The problem is that using

embedHtml("{0}");

or

embedHtml('{0}');

is a string literal and it has to be embedded into the page properly or else code will blow up sporadically as certain characters are part of the strings embedded.

The fix for this is to encode the string to embed. The easiest way to use proper JavaScript string encoding is to use JSON encoding on  the string and you can do that with the following code:

/// <summary>
/// Encodes a string to be represented as a string literal. The format
/// is essentially a JSON string.
/// 
/// The string returned includes outer quotes 
/// Example Output: "Hello \"Rick\"!\r\nRock on"
/// </summary>
/// <param name="s"></param>
/// <returns></returns>
public static string EncodeJsString(string s)
{
    StringBuilder sb = new StringBuilder();
    sb.Append("\"");
    foreach (char c in s)
    {
        switch (c)
        {
            case '\"':
                sb.Append("\\\"");
                break;
            case '\\':
                sb.Append("\\\\");
                break;
            case '\b':
                sb.Append("\\b");
                break;
            case '\f':
                sb.Append("\\f");
                break;
            case '\n':
                sb.Append("\\n");
                break;
            case '\r':
                sb.Append("\\r");
                break;
            case '\t':
                sb.Append("\\t");
                break;
            default:
                int i = (int)c;
                if (i < 32 || i > 127)
                {
                    sb.AppendFormat("\\u{0:X04}", i);
                }
                else
                {
                    sb.Append(c);
                }
                break;
        }
    }
    sb.Append("\"");

    return sb.ToString();
}

 

So now we can change the code to:

string markup = wwWebUtils.EncodeJsString("Hello \"Rick\"\r\nRock On");

string script = @"
embedHtml({0});
function embedHtml(result)
{{
    alert(result)
}}";

this.Page.ClientScript.RegisterStartupScript(typeof(Page), "embedHtml", 
            string.Format(script,markup), true);

And voila - that works correctly. The embedded string in the JavaScript now looks like this:

"Hello \"Rick\"\r\nRock On"

Note that the embedHtml({0}) code has removed the quotes around the format/replace parameter as EncodeJsString will create the string with quotes around it so there's no ambiguity about which string delimiters to use. This can also reduce the complexity of code that requires nested string expressions.

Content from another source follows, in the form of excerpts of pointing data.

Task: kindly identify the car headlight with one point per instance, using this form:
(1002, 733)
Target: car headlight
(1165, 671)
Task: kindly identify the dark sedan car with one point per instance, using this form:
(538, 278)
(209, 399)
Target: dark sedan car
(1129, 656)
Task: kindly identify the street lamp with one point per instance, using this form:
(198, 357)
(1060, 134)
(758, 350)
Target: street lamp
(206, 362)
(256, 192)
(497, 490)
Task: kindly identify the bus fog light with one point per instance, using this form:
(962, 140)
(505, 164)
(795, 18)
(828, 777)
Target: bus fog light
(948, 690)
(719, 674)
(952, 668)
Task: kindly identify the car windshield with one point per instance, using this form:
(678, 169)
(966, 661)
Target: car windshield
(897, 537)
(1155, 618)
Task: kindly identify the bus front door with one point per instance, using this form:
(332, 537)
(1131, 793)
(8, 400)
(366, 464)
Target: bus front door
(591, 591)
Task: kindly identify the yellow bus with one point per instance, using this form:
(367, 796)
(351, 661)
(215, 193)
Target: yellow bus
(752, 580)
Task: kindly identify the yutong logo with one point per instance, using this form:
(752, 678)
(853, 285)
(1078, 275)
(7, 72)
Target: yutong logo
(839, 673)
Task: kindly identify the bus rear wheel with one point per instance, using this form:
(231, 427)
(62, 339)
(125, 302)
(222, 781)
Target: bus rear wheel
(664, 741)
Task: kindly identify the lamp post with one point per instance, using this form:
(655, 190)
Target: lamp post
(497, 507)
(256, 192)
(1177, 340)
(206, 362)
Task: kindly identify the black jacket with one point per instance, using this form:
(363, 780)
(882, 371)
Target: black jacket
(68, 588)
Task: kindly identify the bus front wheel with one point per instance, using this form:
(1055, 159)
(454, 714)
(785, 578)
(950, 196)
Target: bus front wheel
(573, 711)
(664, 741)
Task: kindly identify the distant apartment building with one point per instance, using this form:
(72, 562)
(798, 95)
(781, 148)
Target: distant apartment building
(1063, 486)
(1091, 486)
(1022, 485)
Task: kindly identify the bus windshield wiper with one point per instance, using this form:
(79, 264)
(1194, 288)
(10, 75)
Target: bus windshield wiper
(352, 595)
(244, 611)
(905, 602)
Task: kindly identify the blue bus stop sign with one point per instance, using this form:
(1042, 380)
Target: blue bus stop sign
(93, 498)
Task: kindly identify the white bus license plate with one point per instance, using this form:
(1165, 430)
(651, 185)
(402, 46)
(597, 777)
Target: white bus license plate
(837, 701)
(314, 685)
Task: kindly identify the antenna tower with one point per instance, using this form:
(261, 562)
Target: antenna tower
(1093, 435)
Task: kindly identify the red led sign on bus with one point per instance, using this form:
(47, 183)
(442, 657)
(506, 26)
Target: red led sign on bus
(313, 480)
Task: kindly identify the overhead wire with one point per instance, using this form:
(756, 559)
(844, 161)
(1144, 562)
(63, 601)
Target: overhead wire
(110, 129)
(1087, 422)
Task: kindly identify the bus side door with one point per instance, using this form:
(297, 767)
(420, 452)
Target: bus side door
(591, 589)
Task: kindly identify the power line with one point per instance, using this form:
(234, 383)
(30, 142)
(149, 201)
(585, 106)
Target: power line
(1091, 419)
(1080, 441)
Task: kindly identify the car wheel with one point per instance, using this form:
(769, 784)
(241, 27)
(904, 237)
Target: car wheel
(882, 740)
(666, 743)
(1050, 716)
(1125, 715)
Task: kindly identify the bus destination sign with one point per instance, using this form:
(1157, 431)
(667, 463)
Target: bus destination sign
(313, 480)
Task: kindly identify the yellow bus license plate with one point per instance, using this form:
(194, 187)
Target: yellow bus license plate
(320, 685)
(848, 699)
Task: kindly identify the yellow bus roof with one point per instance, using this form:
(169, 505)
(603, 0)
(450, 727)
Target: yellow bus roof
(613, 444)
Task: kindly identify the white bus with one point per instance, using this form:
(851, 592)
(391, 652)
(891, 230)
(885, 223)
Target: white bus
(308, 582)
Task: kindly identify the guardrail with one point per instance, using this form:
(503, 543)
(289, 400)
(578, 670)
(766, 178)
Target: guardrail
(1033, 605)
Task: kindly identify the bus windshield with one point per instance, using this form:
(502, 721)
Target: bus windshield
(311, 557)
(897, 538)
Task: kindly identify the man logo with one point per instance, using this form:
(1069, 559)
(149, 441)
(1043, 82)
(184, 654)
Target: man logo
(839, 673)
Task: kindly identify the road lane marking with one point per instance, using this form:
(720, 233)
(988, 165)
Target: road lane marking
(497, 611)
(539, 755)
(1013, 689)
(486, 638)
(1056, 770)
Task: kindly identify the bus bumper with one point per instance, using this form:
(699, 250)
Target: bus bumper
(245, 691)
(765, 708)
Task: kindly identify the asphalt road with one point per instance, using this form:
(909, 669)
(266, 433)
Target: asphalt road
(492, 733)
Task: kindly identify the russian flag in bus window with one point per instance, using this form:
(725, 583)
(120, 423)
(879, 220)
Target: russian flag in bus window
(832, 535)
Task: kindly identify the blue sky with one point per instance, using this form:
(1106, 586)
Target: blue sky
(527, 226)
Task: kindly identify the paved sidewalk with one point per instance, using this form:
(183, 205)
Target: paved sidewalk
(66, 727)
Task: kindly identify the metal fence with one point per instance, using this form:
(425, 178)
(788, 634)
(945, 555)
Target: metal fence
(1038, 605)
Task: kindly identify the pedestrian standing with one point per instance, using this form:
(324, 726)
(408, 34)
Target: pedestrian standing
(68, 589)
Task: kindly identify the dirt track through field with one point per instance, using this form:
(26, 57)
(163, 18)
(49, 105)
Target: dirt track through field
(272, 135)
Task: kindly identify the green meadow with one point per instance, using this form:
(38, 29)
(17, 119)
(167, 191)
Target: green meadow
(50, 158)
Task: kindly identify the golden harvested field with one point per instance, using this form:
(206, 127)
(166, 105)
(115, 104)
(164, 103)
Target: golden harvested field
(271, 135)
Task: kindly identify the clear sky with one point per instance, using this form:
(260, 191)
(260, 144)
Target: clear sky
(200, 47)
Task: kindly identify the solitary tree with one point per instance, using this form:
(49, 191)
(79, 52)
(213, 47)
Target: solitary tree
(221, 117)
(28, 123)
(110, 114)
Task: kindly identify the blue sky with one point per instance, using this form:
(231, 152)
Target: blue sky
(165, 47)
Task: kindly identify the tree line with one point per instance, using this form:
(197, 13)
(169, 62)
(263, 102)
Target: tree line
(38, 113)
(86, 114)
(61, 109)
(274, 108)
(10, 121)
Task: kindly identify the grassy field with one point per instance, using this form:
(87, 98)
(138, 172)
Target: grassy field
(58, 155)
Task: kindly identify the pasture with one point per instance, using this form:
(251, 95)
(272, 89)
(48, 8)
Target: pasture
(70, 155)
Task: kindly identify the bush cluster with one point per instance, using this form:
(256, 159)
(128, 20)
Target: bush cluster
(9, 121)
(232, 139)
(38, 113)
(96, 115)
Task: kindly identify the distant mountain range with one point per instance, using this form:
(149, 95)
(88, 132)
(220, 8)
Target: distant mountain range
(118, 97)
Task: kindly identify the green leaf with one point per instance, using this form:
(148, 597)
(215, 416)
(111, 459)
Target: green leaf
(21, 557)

This same logic applies if you use script expressions inside of a page:

alert( <%= wwWebUtils.EncodeJsString("My name is Sam\r\nRoll on") %> );

One place where I've actually used this a lot in the past is for client script localization. If you do something like this for example:

alert( <%= HttpContext.GetGlobalResourceObject("Resources","WarrantyDetail") %> );

you can run into the same encoding problems and this code should be changed to:

alert( <%= wwWebUtils.EncodeJsString(HttpContext.GetGlobalResourceObject("Resources","WarrantyDetail")) %> );

I know a lot of people truly disdain 'legacy' ASP classic script tags, but in some cases - localization especially - they are the easiest and most readable way to accomplish the task. Of course the same rules could be implied with a Label or Literal control and encoding the text explicitly in code.

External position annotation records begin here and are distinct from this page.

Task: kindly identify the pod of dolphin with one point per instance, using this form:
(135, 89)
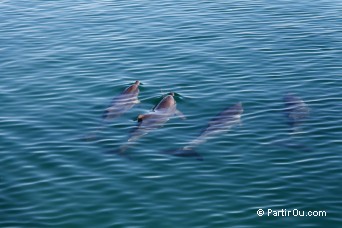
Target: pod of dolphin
(295, 110)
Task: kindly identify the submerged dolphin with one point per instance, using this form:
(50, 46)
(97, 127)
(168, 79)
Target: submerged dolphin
(219, 124)
(123, 102)
(295, 109)
(119, 105)
(155, 119)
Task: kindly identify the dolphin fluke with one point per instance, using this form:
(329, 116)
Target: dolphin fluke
(118, 152)
(184, 153)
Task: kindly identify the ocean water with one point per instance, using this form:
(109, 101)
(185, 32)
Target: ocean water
(62, 62)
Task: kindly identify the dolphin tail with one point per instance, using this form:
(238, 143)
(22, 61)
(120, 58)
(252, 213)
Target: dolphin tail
(120, 152)
(180, 114)
(184, 153)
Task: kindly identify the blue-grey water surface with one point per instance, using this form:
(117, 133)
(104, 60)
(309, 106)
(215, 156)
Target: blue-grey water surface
(61, 63)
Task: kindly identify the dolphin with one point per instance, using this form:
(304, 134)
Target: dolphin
(218, 125)
(153, 120)
(119, 105)
(123, 102)
(296, 110)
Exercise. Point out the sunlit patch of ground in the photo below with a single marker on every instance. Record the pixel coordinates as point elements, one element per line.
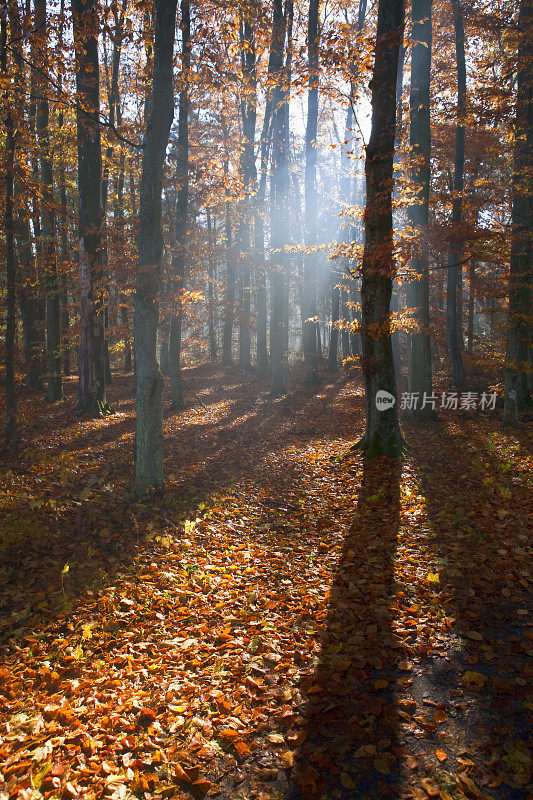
<point>281,622</point>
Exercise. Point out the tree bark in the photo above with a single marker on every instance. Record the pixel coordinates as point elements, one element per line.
<point>211,277</point>
<point>309,333</point>
<point>54,385</point>
<point>279,176</point>
<point>418,347</point>
<point>229,305</point>
<point>149,381</point>
<point>91,363</point>
<point>27,279</point>
<point>518,365</point>
<point>382,433</point>
<point>11,433</point>
<point>248,179</point>
<point>179,259</point>
<point>454,254</point>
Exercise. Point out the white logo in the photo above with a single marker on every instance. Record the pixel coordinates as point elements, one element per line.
<point>384,400</point>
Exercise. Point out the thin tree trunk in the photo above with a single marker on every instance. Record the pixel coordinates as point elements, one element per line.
<point>454,254</point>
<point>64,249</point>
<point>149,381</point>
<point>471,296</point>
<point>382,433</point>
<point>248,178</point>
<point>518,350</point>
<point>11,271</point>
<point>309,333</point>
<point>397,216</point>
<point>229,309</point>
<point>179,260</point>
<point>91,363</point>
<point>211,277</point>
<point>54,386</point>
<point>418,347</point>
<point>27,277</point>
<point>278,201</point>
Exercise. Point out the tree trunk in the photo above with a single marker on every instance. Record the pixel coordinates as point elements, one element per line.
<point>309,333</point>
<point>54,386</point>
<point>248,179</point>
<point>64,249</point>
<point>27,275</point>
<point>518,350</point>
<point>418,347</point>
<point>278,201</point>
<point>229,308</point>
<point>454,254</point>
<point>91,363</point>
<point>149,381</point>
<point>211,277</point>
<point>179,260</point>
<point>471,301</point>
<point>397,216</point>
<point>382,433</point>
<point>11,272</point>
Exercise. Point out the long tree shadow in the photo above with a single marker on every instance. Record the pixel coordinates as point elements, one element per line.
<point>350,727</point>
<point>482,551</point>
<point>82,513</point>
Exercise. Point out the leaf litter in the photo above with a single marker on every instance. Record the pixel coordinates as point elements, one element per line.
<point>283,622</point>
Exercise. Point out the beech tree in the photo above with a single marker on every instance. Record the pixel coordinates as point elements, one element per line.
<point>382,433</point>
<point>454,282</point>
<point>518,367</point>
<point>149,381</point>
<point>309,333</point>
<point>419,351</point>
<point>91,362</point>
<point>179,260</point>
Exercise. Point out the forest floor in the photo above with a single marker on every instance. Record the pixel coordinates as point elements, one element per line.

I've run into this problem on a few occasions myself and I see it frequently in other people's code. While it may not be all that common to embed string literals into JavaScript when you do need to do it  it's very important to encode the string.

It's these little details that are easy to miss when working with JavaScript so I'd thought I pass this one along... Hope this helps somebody out.